The khudaawand thread reminded me that this one could possibly also be translated _rabb ul manzil_. That's as majestic as it gets in a household context!


----------



## marrish

BelligerentPacifist said:


> The khudaawand thread reminded me that this one could possibly also be translated _rabb ul manzil_. That's as majestic as it gets in a household context!


Very nice - I'm sure I'd use it one day, but _ghar-vaalaa_ itself means a husband of course. Other heads of the household there might be than a mere husband, it is mostly the _xaatuun-e xaanah_!


----------



## Qureshpor

In a post belonging to "Representation of English present and past participle" Alfaaz SaaHib has hinted at the verb + vaalaa (karne vaalaa/hone vaalaa/khele jaane vaale etc) construction having a past meaning. The reality is that it has past, present and future significance depending on the context.

Present Perfect

 marne vaale marte haiN, fanaa hote nahiiN
vuh Haqiiqat meN kabhii ham se judaa hote nahiiN

Iqbal

(Those who have died..)

Past

ek tum hii nah mil sake varnah
milne vaale bichhaR bichhaR ke mile

Nasir Kazimi

(Those who met..)

Present

kyaa aap dil meN samaa jaane vaale ko'ii ash3aar hameN sunaa sakte haiN?

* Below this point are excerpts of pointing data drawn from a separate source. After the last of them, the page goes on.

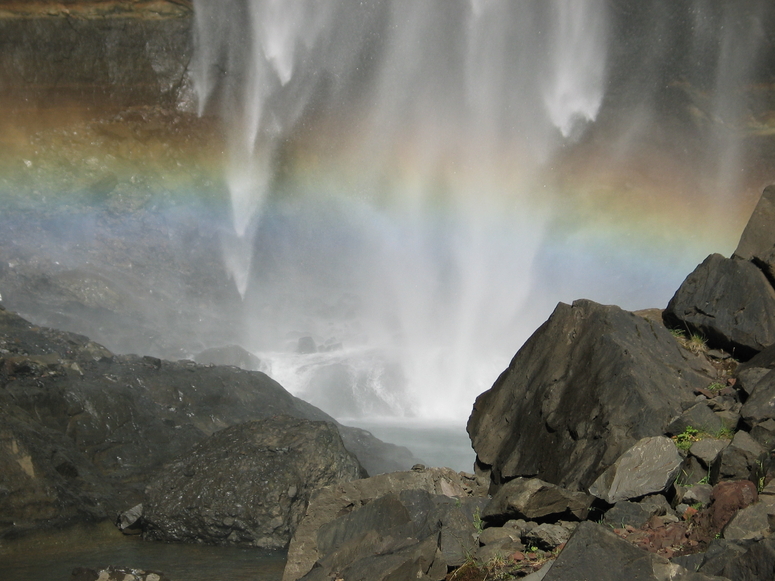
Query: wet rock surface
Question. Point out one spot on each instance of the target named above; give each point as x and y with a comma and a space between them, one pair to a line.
585, 387
84, 431
248, 484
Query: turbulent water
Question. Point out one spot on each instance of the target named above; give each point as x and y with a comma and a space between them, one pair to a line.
415, 184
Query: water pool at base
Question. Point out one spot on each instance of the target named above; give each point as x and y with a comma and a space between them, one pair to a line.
52, 557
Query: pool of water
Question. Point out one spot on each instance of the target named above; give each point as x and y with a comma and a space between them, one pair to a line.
52, 557
436, 444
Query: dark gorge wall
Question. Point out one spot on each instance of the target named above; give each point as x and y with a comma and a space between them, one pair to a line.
95, 53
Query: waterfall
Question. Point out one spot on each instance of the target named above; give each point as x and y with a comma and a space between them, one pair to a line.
394, 174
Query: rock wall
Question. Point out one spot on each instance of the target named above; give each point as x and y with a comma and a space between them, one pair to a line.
99, 53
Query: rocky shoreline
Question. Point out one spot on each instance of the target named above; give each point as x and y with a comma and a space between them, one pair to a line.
616, 445
654, 450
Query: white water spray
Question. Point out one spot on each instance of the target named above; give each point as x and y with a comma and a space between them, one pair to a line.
391, 180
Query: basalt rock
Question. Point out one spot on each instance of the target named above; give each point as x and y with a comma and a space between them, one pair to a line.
430, 498
729, 302
594, 552
248, 484
587, 385
533, 499
651, 465
95, 428
757, 243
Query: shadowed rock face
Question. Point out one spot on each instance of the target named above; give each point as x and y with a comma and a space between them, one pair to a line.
248, 484
730, 302
82, 432
587, 385
98, 52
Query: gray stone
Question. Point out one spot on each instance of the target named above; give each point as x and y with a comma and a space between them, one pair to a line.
547, 536
541, 573
129, 521
332, 502
761, 405
595, 552
499, 550
764, 434
248, 484
757, 242
720, 552
588, 384
750, 523
625, 513
755, 564
729, 302
233, 355
700, 417
744, 441
493, 535
532, 499
708, 449
649, 466
699, 493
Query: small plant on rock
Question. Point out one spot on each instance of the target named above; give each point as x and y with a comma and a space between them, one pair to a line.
685, 439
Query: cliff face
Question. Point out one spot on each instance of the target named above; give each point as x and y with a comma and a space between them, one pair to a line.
96, 53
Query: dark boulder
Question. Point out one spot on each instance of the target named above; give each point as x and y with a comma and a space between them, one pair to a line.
757, 243
760, 406
248, 484
534, 499
755, 564
427, 498
229, 355
595, 552
650, 465
45, 480
729, 302
114, 421
587, 385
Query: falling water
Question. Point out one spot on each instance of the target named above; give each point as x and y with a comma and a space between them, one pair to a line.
394, 176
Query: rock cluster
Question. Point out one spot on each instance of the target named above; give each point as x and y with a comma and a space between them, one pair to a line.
615, 446
84, 432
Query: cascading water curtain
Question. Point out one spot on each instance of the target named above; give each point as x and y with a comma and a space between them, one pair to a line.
415, 184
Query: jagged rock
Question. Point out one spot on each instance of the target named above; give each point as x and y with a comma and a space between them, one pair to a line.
534, 499
764, 433
757, 243
755, 564
729, 302
110, 57
595, 552
412, 534
107, 424
44, 479
229, 355
248, 484
651, 465
761, 404
498, 550
493, 535
699, 493
547, 536
720, 552
707, 450
700, 417
729, 497
588, 384
116, 574
625, 513
332, 502
737, 460
749, 523
129, 521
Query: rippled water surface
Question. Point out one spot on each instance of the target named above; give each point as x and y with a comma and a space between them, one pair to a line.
52, 557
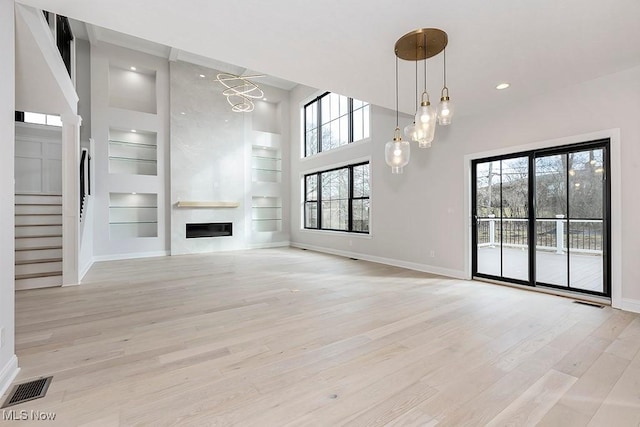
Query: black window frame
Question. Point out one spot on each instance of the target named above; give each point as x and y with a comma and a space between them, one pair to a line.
318, 200
319, 123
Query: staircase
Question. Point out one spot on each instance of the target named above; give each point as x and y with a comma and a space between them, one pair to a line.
38, 242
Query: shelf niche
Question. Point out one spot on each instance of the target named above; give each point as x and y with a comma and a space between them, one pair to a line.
132, 90
133, 215
133, 153
266, 214
266, 164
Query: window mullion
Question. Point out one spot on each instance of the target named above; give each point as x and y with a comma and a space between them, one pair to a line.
350, 107
319, 200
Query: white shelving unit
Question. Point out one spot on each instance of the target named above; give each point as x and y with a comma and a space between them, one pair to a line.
266, 164
133, 215
266, 214
133, 153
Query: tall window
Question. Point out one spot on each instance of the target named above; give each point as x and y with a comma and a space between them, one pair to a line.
38, 118
333, 120
338, 199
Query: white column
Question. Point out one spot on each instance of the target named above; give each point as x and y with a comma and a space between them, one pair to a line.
8, 360
70, 197
560, 234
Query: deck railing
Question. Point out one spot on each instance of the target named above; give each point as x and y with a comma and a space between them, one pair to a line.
579, 235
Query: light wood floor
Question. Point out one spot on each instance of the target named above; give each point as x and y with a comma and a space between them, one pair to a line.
285, 337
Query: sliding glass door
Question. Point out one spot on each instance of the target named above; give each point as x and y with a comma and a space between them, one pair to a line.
541, 218
502, 218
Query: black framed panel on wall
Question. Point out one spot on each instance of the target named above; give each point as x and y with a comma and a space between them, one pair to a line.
542, 218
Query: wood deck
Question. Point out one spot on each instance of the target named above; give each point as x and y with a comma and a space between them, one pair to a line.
285, 337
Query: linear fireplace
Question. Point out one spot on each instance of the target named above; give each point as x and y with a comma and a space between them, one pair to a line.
209, 229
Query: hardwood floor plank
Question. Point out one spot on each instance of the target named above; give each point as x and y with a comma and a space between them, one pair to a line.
290, 337
529, 408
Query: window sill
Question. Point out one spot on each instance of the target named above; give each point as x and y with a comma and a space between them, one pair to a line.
336, 150
350, 234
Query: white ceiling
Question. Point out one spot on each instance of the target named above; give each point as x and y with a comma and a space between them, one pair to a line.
347, 46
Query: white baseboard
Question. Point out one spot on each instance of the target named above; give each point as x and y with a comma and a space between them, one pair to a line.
133, 255
8, 373
269, 245
456, 274
632, 305
85, 269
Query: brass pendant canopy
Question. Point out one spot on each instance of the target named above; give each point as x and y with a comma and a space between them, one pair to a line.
411, 46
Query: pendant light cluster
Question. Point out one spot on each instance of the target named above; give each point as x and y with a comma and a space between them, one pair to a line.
240, 91
419, 45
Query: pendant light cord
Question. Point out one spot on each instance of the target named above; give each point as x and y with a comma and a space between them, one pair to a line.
397, 113
425, 62
444, 57
416, 83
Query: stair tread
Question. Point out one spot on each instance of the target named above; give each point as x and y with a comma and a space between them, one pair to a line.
38, 261
39, 194
39, 248
38, 214
36, 275
38, 204
38, 225
39, 236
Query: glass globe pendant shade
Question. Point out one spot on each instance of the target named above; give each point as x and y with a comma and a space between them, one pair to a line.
410, 132
396, 153
425, 122
445, 108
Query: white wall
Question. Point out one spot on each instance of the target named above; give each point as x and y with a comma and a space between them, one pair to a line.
106, 114
211, 148
423, 210
38, 159
83, 88
8, 361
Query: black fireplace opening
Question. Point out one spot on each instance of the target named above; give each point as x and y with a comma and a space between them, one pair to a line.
209, 229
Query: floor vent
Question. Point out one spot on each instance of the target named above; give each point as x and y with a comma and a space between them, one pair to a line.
28, 391
590, 304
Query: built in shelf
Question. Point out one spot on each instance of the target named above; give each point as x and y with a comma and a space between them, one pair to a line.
133, 153
133, 215
206, 204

(Can you tell us any couplets that make their home in our hearts?)

Future

ab ham bhii jaane vaale haiN, saamaaN to gayaa

DaaGh

(Now we too are about to depart, our belongings have already gone!)


----------



## Alfaaz

QURESHPOR said:
			
		

> In a post belonging to "Representation of English present and past participle" Alfaaz SaaHib has hinted at the verb + vaalaa (karne vaalaa/hone vaalaa/khele jaane vaale etc) construction having a past meaning. The reality is that it has past, present and future significance depending on the context.


(In that specific case--comparing Hind and Urdu usage, media, and providing a possible explanation for why certain media/speakers might lean towards khela jaa raha instead of khele jaane vaala)
Agree (except might disagree with some of the English translations...will ask later if time permits)


----------



## Qureshpor

Alfaaz said:


> Agree (except might disagree with some of the English translations...will ask later if time permits)



I too have doubts about my English renderings!


----------



## greatbear

QURESHPOR said:


> In a post belonging to "Representation of English present and past participle" Alfaaz SaaHib has hinted at the verb + vaalaa (karne vaalaa/hone vaalaa/khele jaane vaale etc) construction having a past meaning. The reality is that it has past, present and future significance depending on the context.
> 
> Present Perfect
> 
> marne vaale marte haiN, fanaa hote nahiiN
> vuh Haqiiqat meN kabhii ham se judaa hote nahiiN
> 
> Iqbal
> 
> (Those who have died..)
> 
> Past
> 
> ek tum hii nah mil sake varnah
> milne vaale bichhaR bichhaR ke mile
> 
> Nasir Kazimi
> 
> (Those who met..)
> 
> Present
> 
> kyaa aap dil meN samaa jaane vaale ko'ii ash3aar hameN sunaa sakte haiN?
> 
> (Can you tell us any couplets that make their home in our hearts?)
> 
> Future
> 
> ab ham bhii jaane vaale haiN, saamaaN to gayaa
> 
> DaaGh
> 
> (Now we too are about to depart, our belongings have already gone!)



According to me, you are confusing a lot with lot! In all your examples except the future tense one, "vaala" is adjectival and doesn't in itself carry a temporal sense.


----------



## marrish

greatbear said:


> According to me, you are confusing a lot with lot! In all your examples except the future tense one, "vaala" is adjectival and doesn't in itself carry a temporal sense.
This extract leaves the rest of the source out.